Piecing It Together Piecing It Together for HMS Harvester

In our PIT stop feature, we assemble additional pieces of the puzzle. Readers are able to learn more about the mill, its employees and the Hespeler community at large.
D.W.&W. News Vol. 2 | No. 11 (The story by Edgar Wilkins written in a letter home is in dispute. The published details of the timing and sinking of the HMS Harvester do not align with Edgar Wilkins’ version that was printed in the Dominion Woollens News. Furthermore, the ships manifest did not contain an entry for an Edgar Wilkins. More research is encouraged.)

Background Information

HMS Harvester

HMS Harvester was commissioned in 1940. It played a pivotal role in removing troops from various locations, including Dunkirk.

In 1942, it was converted to an escort destroyer.

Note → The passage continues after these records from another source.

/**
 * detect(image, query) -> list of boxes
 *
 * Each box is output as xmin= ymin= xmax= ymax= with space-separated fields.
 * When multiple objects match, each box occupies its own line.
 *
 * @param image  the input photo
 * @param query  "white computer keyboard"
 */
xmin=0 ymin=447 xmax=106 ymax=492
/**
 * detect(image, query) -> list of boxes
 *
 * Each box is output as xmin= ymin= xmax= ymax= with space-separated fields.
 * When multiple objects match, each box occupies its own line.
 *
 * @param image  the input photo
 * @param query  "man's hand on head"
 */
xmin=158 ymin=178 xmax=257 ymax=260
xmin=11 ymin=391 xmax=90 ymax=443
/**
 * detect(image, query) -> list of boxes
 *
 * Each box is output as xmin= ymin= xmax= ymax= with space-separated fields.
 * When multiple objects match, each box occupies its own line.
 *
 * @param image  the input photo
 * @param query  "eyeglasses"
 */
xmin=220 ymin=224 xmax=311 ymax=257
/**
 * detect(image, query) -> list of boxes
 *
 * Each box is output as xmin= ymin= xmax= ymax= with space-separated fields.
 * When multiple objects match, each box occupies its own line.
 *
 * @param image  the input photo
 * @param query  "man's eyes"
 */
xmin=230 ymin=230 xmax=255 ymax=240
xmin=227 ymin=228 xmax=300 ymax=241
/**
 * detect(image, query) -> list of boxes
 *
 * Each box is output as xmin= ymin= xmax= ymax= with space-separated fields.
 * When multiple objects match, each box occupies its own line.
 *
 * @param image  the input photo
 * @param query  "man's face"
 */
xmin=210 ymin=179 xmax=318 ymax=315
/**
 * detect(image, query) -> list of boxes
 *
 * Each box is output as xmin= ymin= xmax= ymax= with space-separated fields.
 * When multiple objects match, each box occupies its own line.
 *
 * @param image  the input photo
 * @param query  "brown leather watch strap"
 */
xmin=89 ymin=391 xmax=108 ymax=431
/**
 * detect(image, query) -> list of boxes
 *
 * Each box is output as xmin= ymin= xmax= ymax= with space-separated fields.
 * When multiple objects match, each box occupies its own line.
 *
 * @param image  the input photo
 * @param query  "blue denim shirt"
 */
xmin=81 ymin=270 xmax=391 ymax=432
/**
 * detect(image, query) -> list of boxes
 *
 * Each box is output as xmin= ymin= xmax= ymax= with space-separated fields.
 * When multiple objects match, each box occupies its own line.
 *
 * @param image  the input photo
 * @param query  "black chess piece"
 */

The ship was damaged when it rammed and sunk a German U-boat, March 1943. The very next day, it was torpedoed as it hobbled on the ocean with only one engine in operation.

HMS Harvester

HMS Harvester after torpedo strike. March 1943.

Additional recounts


Historical recount by Johhny Claes:

“In the morning on 11 Mar, 1943, HMS HARVESTER (H 19) (Cdr A.A. Tait), flagship of the Escort Group B3, escorting convoy HX-228, picked up 51 survivors from the WILLIAM C. GORGAS, which had been sunk by U-757 (Deetz). The HARVESTER then returned to the convoy and sighted U-444 (Langfeld). The U-boat dived, but was forced to the surface by the following depth-charge attack and rammed by the destroyer at full speed. The HARVESTER was locked into the U-444 with a propeller shaft and both ships were unable to manoeuvre for a while. U-444 was able to creep away but was shortly afterwards sighted by FFL ACONIT (K 58), unable to dive, the U-boat was rammed for the second time and sunk. The badly damaged HMS HARVESTER managed to get one engine running and tried to catch up with the convoy, but around noon her machinery broke down again. In this helpless situation HARVESTER was hit by one torpedo from U-432 and a few minutes later by a second and sank almost immediately. The commander, seven officers, 136 ratings and 39 survivors were lost.”